Lin Dong Fu: Chinese True Confucians
Show type: Melbourne 2008
Direct from Shanghai, a witty exploration of what is funny across the cultural divide - sage stories, anecdotes and jokes peppered with showbiz insights from one of the People’s Republic’s foremost cultural cadres.
Australian debut of renowned Chinese celebrity TV host, actor, voice-over superstar, raconteur and jazz impresario Lin Dong Fu with a show especially created for the Melbourne Comedy Festival
Lin Dung Fo is the first Chinese comic to have ever played the Melbourne International Comedy Festival, even performing some of his shows in Mandarin.
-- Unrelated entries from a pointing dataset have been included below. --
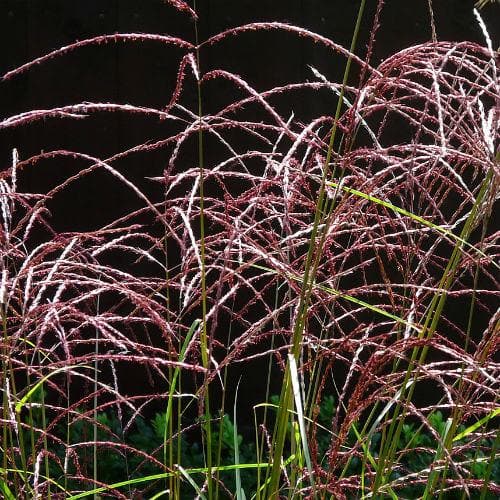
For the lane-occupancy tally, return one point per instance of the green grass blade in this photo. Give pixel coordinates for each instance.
(478, 424)
(412, 216)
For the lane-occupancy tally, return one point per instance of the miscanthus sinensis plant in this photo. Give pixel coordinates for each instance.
(359, 269)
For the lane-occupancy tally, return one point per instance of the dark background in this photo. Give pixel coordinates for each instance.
(144, 74)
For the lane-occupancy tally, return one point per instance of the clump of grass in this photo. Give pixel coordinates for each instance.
(338, 254)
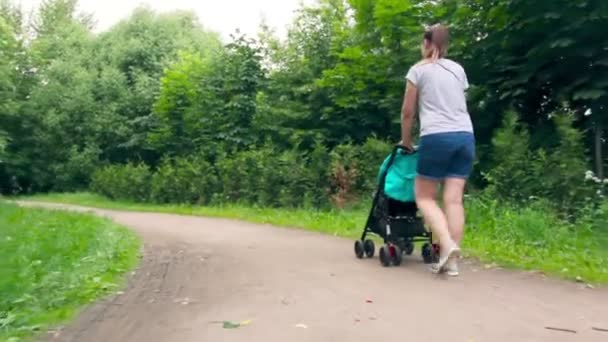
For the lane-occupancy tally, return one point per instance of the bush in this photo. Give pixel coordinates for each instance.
(558, 174)
(52, 263)
(189, 180)
(344, 174)
(533, 237)
(371, 156)
(129, 182)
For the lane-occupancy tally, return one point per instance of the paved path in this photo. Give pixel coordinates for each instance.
(196, 271)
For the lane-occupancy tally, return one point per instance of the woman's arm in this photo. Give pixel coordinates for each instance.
(407, 114)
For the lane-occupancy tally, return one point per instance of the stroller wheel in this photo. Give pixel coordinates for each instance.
(429, 254)
(409, 248)
(369, 248)
(359, 251)
(385, 258)
(396, 255)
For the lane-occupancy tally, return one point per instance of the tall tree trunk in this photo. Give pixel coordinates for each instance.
(599, 155)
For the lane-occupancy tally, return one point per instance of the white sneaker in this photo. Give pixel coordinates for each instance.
(451, 268)
(442, 265)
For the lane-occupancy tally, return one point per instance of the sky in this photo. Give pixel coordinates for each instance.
(223, 16)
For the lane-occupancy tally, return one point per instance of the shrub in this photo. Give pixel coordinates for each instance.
(75, 173)
(371, 155)
(557, 174)
(126, 182)
(184, 180)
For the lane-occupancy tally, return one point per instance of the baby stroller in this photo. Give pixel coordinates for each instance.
(394, 214)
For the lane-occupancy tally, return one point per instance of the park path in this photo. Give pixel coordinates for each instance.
(295, 285)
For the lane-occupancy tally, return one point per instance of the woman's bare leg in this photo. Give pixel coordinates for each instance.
(426, 199)
(453, 192)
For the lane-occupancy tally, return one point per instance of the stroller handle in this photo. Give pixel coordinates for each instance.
(404, 149)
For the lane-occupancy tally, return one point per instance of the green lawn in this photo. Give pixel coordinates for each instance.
(53, 262)
(532, 238)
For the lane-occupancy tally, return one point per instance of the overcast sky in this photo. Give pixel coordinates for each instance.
(223, 16)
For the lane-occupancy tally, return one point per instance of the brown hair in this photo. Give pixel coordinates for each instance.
(437, 37)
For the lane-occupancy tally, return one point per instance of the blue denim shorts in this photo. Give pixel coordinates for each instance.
(446, 155)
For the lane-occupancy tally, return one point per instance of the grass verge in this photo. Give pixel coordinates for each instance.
(53, 262)
(531, 238)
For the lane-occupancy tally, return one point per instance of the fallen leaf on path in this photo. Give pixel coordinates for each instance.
(231, 325)
(561, 329)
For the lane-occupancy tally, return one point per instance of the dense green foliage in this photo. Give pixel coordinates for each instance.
(159, 109)
(51, 263)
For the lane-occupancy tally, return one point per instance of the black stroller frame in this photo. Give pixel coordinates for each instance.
(397, 223)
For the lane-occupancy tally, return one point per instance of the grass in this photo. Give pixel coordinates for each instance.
(531, 238)
(53, 262)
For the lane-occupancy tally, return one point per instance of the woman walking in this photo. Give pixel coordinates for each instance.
(436, 89)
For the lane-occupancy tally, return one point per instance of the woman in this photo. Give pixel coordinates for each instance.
(436, 88)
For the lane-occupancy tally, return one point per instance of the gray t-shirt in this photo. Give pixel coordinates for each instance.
(442, 104)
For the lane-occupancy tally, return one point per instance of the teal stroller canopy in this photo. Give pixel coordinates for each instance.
(400, 176)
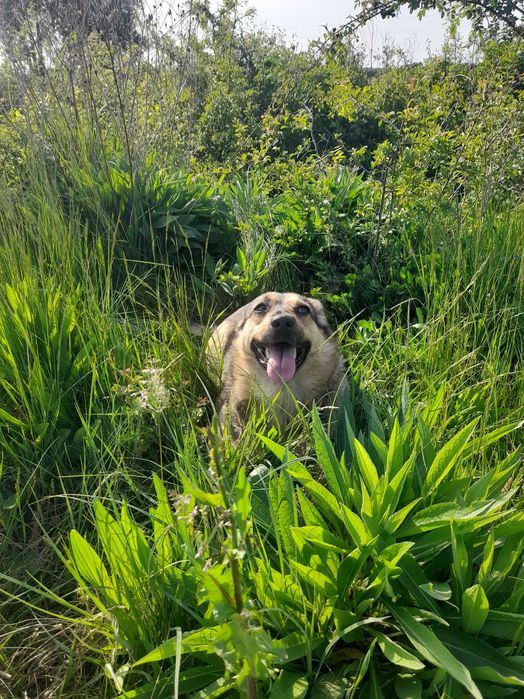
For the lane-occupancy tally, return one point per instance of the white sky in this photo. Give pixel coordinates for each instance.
(304, 20)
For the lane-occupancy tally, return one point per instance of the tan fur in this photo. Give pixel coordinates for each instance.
(320, 379)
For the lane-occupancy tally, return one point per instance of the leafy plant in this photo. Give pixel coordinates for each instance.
(395, 568)
(44, 366)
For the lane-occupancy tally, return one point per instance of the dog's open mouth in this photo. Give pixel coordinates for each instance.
(280, 360)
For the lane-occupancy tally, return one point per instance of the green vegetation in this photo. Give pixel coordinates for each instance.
(154, 177)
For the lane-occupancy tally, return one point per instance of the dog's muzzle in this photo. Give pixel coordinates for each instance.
(281, 360)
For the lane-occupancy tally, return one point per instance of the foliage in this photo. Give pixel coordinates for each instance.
(504, 16)
(393, 561)
(152, 185)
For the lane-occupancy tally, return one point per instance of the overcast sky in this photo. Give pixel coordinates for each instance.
(306, 19)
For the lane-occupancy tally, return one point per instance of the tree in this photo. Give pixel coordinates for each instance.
(496, 16)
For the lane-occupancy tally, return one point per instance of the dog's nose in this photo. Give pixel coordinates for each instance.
(283, 321)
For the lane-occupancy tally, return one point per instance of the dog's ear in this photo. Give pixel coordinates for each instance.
(319, 315)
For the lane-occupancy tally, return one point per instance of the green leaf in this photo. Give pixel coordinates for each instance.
(335, 473)
(461, 560)
(296, 645)
(320, 537)
(89, 565)
(431, 648)
(440, 591)
(477, 444)
(395, 455)
(327, 502)
(290, 685)
(408, 687)
(475, 608)
(397, 654)
(484, 661)
(283, 509)
(318, 580)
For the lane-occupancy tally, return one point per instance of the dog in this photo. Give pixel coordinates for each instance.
(280, 352)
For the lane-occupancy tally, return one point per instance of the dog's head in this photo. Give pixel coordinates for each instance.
(281, 331)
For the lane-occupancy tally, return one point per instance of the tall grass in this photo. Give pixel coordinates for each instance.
(106, 402)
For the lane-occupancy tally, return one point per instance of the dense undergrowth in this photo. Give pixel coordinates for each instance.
(142, 554)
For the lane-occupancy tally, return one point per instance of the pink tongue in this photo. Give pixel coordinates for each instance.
(281, 364)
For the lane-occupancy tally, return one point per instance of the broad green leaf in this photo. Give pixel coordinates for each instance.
(397, 654)
(487, 558)
(311, 515)
(395, 521)
(282, 453)
(290, 685)
(320, 537)
(433, 650)
(408, 686)
(504, 625)
(355, 527)
(379, 448)
(483, 661)
(327, 502)
(90, 566)
(349, 569)
(283, 509)
(475, 608)
(461, 559)
(318, 580)
(440, 591)
(374, 687)
(447, 457)
(296, 645)
(477, 444)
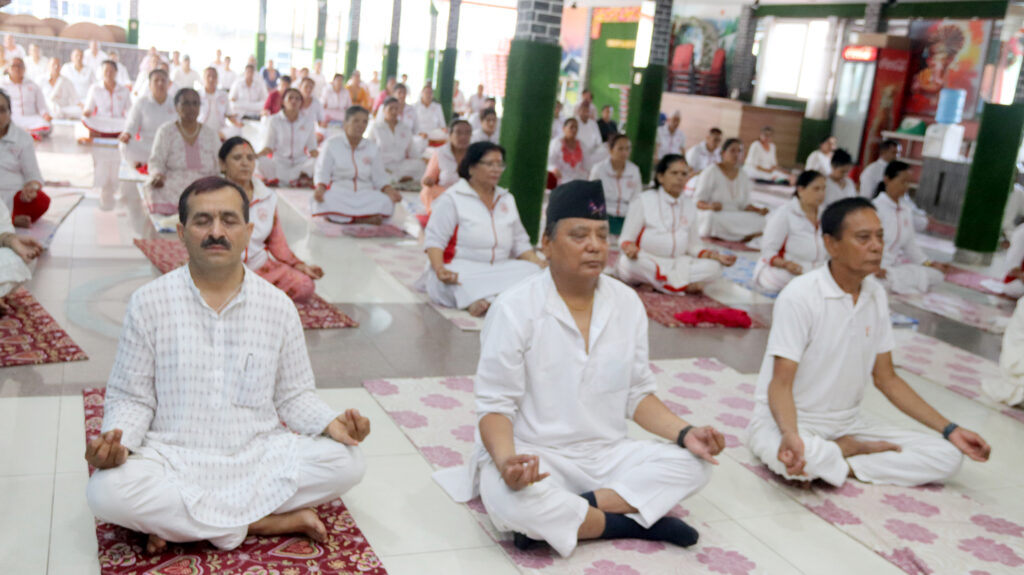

But, unfortunately, a lot of the humour seems to get lost in translation when it comes to playing in English.
He is, apparently, a huge star in his homeland, partly for his own acting ability and partly because he has redubbed hundreds of Hollywood films for the Chinese market, providing the voice for everyone from Lee Marvin to James Earl Jones.
On stage, he cuts an elegant, avuncular figure and his stories from a culture alien to Western life are fascinating and accessible, whether they be tales of the ‘yellow songs’ banned under Mao Tse Tung’s regime or his first ever taste of coffee.
But while they are told with a lightness of touch and engaging warmth, they don’t generate too many chuckles; perhaps understandable given the societal and language leaps he must make. What is impressive, however, is how easily he closes that gulf, even if the miniscule culture nuances on which comedy is built don’t make it across.
Forget Eddie Izzard trying to muddle through a gig in French, talking surreal nonsense to people with a similar European background, fiftysomething Lin’s ambitions are much greater.
The easier gags come from wordplay between Mandarin and English, and several other Western tongues come to mention it, but they come over clunkily, since we’re not familiar with the Chinese originals, which need to be explained. Contrarily, the anecdotes drawn from his own remarkable life are naturally more interesting, but harder to draw straightforward jokes from.
It’s undoubtedly intriguing to see a Chinese stand-up, as even his struggles with our comedy conventions prove interesting, and it’s certainly a positive move for a festival that calls itself international to look outside the English-speaking world for participants. He might be a long way from being the funniest show in the programme, but his inclusion is laudible.